I'm happy training fasted in the mornings as it's a struggle getting out of bed to train as it is at 5am! My only "concern" is that my 1.30pm meal looks quite small, but as i'm at work i'm fairly limited to what I can add that's quick and easy. I was thinking of replacing the Ryvita's with rice that I could prepare the night before?

I understand this perhaps shouldn't be in the "Gaining Weight" forum with such little calories, but i'm certainly not looking to drop anymore weight as such.

Thanks in advance.


----------



## ducky699 (Jul 23, 2012)

looks good to me for a starter diet, you will see how you respond to some things maybe good or bad so will be able to adjust but ye....good stuff


----------



## str4nger (Jul 17, 2012)

I would persoanly avoid the fast sugars in your final meal.

My pre bed is 2 scoops of choco gold standard cassien and a tea spoon of peanut butter.

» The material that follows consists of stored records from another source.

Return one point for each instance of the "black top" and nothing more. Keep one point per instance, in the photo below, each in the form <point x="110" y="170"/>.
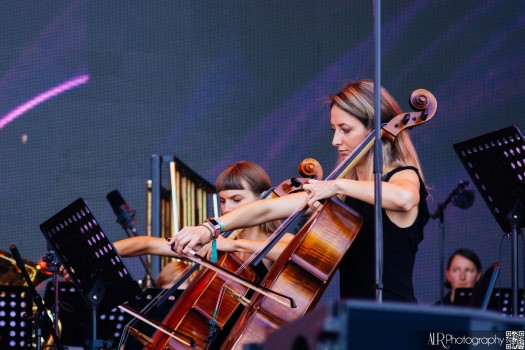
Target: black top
<point x="400" y="246"/>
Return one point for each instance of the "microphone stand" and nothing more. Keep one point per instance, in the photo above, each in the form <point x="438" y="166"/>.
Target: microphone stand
<point x="378" y="157"/>
<point x="40" y="317"/>
<point x="53" y="265"/>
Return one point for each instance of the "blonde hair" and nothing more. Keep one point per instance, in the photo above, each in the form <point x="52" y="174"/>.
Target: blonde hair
<point x="357" y="99"/>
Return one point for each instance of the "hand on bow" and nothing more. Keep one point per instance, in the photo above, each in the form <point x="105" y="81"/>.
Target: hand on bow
<point x="190" y="238"/>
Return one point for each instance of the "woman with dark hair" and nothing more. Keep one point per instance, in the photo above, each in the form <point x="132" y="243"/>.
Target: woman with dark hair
<point x="404" y="213"/>
<point x="241" y="183"/>
<point x="463" y="271"/>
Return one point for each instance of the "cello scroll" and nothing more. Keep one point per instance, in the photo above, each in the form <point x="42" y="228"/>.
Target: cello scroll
<point x="420" y="100"/>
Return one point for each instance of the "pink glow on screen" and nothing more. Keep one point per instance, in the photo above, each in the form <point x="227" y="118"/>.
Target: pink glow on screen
<point x="35" y="101"/>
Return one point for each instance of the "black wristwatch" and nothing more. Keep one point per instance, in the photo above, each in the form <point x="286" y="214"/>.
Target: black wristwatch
<point x="216" y="226"/>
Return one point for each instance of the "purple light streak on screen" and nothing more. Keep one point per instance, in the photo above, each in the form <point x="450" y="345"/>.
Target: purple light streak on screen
<point x="32" y="103"/>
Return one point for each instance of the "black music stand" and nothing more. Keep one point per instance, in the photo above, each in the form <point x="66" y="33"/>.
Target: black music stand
<point x="496" y="164"/>
<point x="94" y="265"/>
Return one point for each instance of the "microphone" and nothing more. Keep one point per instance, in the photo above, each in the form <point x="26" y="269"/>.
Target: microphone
<point x="125" y="216"/>
<point x="463" y="198"/>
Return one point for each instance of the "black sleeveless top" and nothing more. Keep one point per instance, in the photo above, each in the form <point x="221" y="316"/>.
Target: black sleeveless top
<point x="357" y="269"/>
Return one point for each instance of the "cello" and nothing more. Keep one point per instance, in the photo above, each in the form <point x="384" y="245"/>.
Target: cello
<point x="195" y="321"/>
<point x="310" y="260"/>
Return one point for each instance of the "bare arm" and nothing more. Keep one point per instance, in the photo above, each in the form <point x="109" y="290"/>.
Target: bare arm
<point x="142" y="245"/>
<point x="400" y="196"/>
<point x="401" y="193"/>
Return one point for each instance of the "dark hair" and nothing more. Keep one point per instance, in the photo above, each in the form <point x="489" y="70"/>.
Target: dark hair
<point x="254" y="176"/>
<point x="467" y="254"/>
<point x="251" y="173"/>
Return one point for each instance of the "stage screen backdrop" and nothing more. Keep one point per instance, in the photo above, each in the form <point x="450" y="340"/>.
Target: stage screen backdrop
<point x="90" y="90"/>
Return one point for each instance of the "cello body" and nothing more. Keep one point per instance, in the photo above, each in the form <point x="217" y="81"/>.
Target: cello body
<point x="310" y="260"/>
<point x="197" y="309"/>
<point x="192" y="313"/>
<point x="303" y="272"/>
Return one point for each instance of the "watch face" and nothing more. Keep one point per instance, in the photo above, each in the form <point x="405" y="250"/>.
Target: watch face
<point x="215" y="224"/>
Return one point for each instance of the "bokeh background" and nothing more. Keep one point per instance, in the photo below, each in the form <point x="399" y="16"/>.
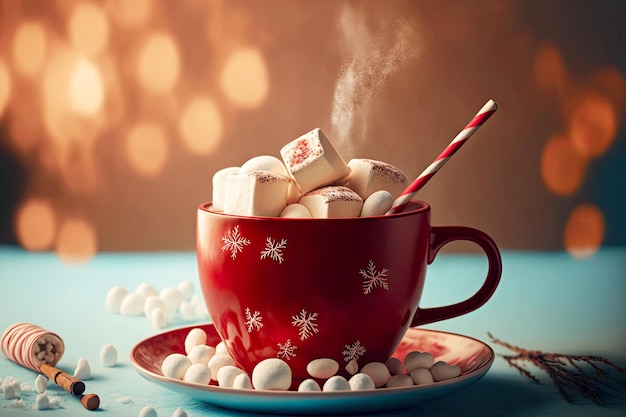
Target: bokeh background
<point x="115" y="114"/>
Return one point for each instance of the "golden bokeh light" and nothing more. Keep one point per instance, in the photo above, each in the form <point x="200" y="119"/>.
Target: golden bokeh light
<point x="147" y="148"/>
<point x="244" y="78"/>
<point x="29" y="48"/>
<point x="201" y="126"/>
<point x="549" y="70"/>
<point x="86" y="88"/>
<point x="562" y="166"/>
<point x="584" y="231"/>
<point x="35" y="224"/>
<point x="158" y="64"/>
<point x="129" y="13"/>
<point x="88" y="28"/>
<point x="5" y="87"/>
<point x="593" y="125"/>
<point x="77" y="240"/>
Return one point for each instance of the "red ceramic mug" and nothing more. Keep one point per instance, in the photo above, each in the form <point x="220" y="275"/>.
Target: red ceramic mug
<point x="343" y="288"/>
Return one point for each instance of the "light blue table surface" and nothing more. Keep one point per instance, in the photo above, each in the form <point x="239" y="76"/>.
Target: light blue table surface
<point x="546" y="300"/>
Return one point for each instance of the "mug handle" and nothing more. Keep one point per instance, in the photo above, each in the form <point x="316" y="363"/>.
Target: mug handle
<point x="440" y="236"/>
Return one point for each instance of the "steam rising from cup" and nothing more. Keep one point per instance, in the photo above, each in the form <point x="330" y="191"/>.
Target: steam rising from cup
<point x="377" y="46"/>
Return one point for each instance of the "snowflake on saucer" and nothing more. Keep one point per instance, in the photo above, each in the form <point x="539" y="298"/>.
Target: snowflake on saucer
<point x="305" y="322"/>
<point x="234" y="242"/>
<point x="253" y="320"/>
<point x="353" y="351"/>
<point x="373" y="278"/>
<point x="286" y="350"/>
<point x="274" y="250"/>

I would also move the banana from 5:30 to pre workout as you can eat it on the way.

Thats just my 2cents


----------



## J89 (Dec 16, 2011)

Cheers ducky and str4nger.

@str4nger In terms of the fast sugars, do you mean just in the additional mixture, or in the Quark too? I don't think there is a lot of sugar in it but I could be wrong! Just wanted an alternative to having a 3rd shake, would prefer some proper food.

Will move the banana to pre workout!

Cheers again.


----------



## str4nger (Jul 17, 2012)

The quark is fine, I am refering to the additional toppings that you mentioned.

If you want more food throughout the day, the 10:30 nuts I would add a meal with no carbs, something like a turkey/chicken/beef (any extra lean meat0 stirfry.

Then move your next meal to 2:30 so there is not such a big gap, I keep my meals a maximum of 3 hrs apart

Then see how that goes and adjust as you go along. You may find that you move your meals around as you adjust in you day to day activities.


----------



## J89 (Dec 16, 2011)

Great stuff, thanks for the advice mate. It can be difficult to get meals in due to work but I will certainly keep that in mind. I was thinking that between 1.30pm and 7.00pm there is very little, you've just confirmed it!

Thanks.


----------



## 1010AD (May 30, 2009)

Looking at that diet i couldn't imagine training on an empty stomach. Have you ever tried having some breakfast before hand to see if you have more energy which would give you a better workout. I know a lot of people that train first thing without food but couldn't do it myself


----------



## JimboSlice1436114820 (Jan 24, 2012)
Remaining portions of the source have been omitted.